Question-4: Computing average resistance (Req2) for the above plot from VDS=VDD/2 to VDS=VDD for NMOS
Question-4: Computing average resistance (Req2) for the above plot from VDS=VDD/2 to VDS=VDD for PMOS
TABLE FOR REQ2:
VDD 1 1.5 1.8 NMOS 65.8625K 50.622K 46.295K PMOS 310K 189.48K 164.38K
Question-5: Computation of the capacitances CGS and CGD
After reading from the model file for the section “tt” the parameters are as follows:
Thickness of the oxide=4.2*10^-9
Permittivity of oxide=3.9*8.85*10^-12
CGS0=CGD0=2.35*10^-10*(Width)= 2.35*10^-10*.24*10^-6
W=.24*10^-6
L=.18*10^-6
Now computing capacitance of oxide per unit area=3.9*8.85*10^-12/4.2*10^-9
Now computing the value of CGCS in all the three regions
In cutoff mode CGCS=0
In resistive mode CGCS= capacitance of oxide per unit area*W*L/2
In saturation mode CGCS=(2/3) *capacitance of oxide per unit area*W*L
Now computing the value of CGCD in all the three regions
In cutoff mode CGCD=0
In resistive mode CGCD= capacitance of oxide per unit area*W*L/2
In saturation mode CGCD=0
Now we can easily comput the value of capacitances CGS and CGD as follows:
CGS=CGCS + CGS0
CGD=CGCD + CGD0
Region of Operation CGS CGD Cut-off 0.564 x 10^-16 0.564 x 10^-16 Resistive 0.2334 x 10^-15 0.2334 x 10^-15 Saturation 0.2924 x 10^-15 0.564 x 10^-16
Question-5: Plot of Cg vs VGS charachtersticks for NMOS
Taking current source at gate = .1 mili ampere and the voltage at the gate terminal to be -3 volts,
So for the given test method and circuit the plot of VGS versus time (transient response) and also the plot of Cg versus VGS Charachtersticks will look like as shown in the figure.
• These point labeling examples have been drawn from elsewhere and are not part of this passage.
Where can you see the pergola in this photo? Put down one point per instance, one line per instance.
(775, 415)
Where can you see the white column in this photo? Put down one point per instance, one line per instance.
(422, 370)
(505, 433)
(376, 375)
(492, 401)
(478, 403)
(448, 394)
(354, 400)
Question-5: Plot of Cg vs VGD charachtersticks for PMOS
Taking current source at gate = .1 mili ampere and the voltage at the gate terminal to be -3 volts,
So for the given test method and circuit the plot of VGD versus time (transient response) and also the plot of Cg versus VGD Charachtersticks will look like as shown in the figure.
Question-5: Plot of Cd vs VDS charachtersticks for NMOS
In order to find out the value of aCd, taking the help of test method so for VGS=0 and by applying a current source between drain and source. Taking current source at drain = .1 mili ampere and the voltage at the drain terminal to be -3 volts,
So for the given test method and circuit the plot of VDS versus time (transient response) and also the plot of Cd versus VDS Charachtersticks will look like as shown in the figure.
Question-5: Plot of Cs vs VSD charachtersticks for PMOS
In order to find out the value of Cs, taking the help of test method so for VGD=0 and by applying a current source between drain and source. Taking current source at source terminal = .1 mili ampere and the voltage at the source terminal to be -3 volts,
So for the given test method and circuit the plot of VSD versus time (transient response) and also the plot of Cs versus VSD Charachtersticks will look like as shown in the figure.